A simple question. Which teacher is a better teacher. An AP math teacher has all students pass the math proficiency test. A pre-algebra teacher whose students raise their scores, but not all students pass the test. Tell me, which one should be fired as a "bad teacher"?
Please cite your sources for your claim that unions don't treat teachers aa professionals.
@Patrick. Please explain to me how teacher unions are responsible for "meaningless teacher certifications"? Last time I looked, the states determine the requirements for teacher certifications and license, not unions.
Professional training and development is run by the school district, not by the union. In order to renew a teaching license, the state requires teachers to have additional college credits. How is that caused by the union?
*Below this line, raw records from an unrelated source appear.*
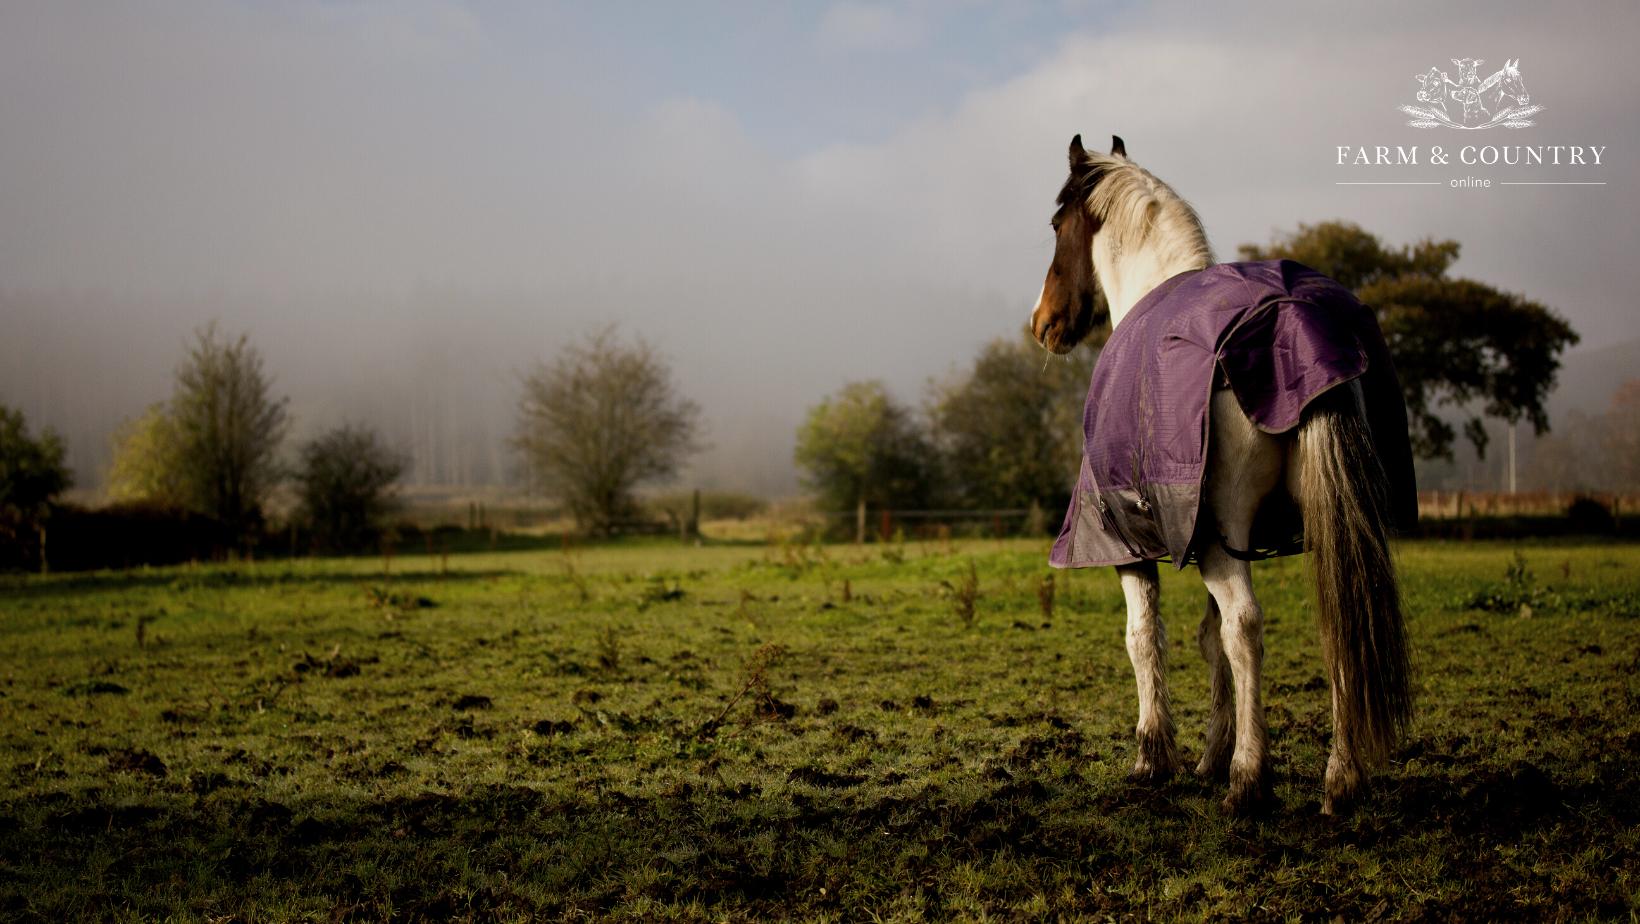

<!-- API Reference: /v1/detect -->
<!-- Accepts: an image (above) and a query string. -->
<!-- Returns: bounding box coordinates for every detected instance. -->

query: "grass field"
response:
[3,536,1638,922]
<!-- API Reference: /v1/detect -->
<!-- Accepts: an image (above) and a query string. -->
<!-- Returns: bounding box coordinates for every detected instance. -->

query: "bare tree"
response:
[514,328,703,533]
[171,322,289,535]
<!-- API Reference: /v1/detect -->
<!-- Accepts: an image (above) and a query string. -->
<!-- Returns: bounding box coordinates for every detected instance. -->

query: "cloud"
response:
[816,1,922,52]
[1,1,1635,494]
[305,0,483,61]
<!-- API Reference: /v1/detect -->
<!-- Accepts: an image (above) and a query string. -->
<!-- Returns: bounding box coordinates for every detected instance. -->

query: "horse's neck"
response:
[1099,246,1210,329]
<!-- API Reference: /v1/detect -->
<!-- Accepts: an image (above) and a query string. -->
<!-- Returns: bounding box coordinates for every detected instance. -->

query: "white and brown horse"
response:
[1032,135,1410,815]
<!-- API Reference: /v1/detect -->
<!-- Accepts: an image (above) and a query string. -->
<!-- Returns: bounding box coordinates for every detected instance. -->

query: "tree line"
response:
[0,322,709,563]
[0,220,1609,563]
[1,323,406,564]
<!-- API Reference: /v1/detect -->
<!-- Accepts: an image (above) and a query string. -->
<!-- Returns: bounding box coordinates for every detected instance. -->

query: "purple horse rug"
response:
[1050,259,1417,570]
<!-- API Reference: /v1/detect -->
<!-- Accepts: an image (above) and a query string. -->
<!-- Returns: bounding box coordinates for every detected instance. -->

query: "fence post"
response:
[880,509,891,544]
[856,499,865,545]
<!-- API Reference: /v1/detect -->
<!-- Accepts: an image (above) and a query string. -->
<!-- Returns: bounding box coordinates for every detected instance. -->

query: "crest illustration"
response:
[1400,58,1542,129]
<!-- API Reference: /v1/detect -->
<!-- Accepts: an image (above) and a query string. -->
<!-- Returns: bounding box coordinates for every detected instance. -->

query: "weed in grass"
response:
[954,557,979,628]
[1506,549,1531,585]
[1037,572,1055,621]
[562,555,589,601]
[696,642,788,739]
[595,625,621,671]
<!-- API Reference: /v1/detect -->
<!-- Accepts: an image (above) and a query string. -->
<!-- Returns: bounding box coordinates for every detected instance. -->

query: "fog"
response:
[3,1,1636,497]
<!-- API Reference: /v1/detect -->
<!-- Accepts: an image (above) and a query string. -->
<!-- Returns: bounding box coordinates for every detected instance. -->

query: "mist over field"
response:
[3,1,1636,497]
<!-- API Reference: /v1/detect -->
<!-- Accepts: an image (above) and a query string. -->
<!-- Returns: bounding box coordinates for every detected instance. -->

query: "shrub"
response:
[297,424,406,553]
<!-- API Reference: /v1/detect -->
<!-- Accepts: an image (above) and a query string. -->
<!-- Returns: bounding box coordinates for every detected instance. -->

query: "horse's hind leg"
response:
[1120,560,1181,782]
[1325,684,1368,815]
[1195,595,1235,781]
[1200,388,1283,813]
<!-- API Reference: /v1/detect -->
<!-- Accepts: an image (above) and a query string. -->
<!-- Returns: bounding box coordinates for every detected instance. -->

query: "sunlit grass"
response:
[1,538,1637,921]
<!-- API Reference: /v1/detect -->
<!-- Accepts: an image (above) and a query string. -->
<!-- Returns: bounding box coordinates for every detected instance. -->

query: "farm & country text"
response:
[1335,145,1605,166]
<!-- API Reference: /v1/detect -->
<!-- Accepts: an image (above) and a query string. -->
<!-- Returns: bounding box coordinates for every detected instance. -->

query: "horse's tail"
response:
[1298,383,1411,764]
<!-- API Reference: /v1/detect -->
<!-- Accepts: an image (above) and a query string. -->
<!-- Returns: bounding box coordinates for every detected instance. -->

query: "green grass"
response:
[3,538,1638,922]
Please explain what you mean by "meaningless classwork and paperwork". I don't understand that comment.
OK Marc, explain this: teachers have demanded higher wages (50% higher than the average with same skills) BECAUSE they deal with all the other issues students have. Do we get to cut compensation by 33%?
And, it's rather common knowledge that the rest of the world (save Switzerland's 2,000 student sd) spends LESS than the U.S. for K-12. Common sense that they put some of the cost of K-12 into books, computers, paper....NOT teacher compensation.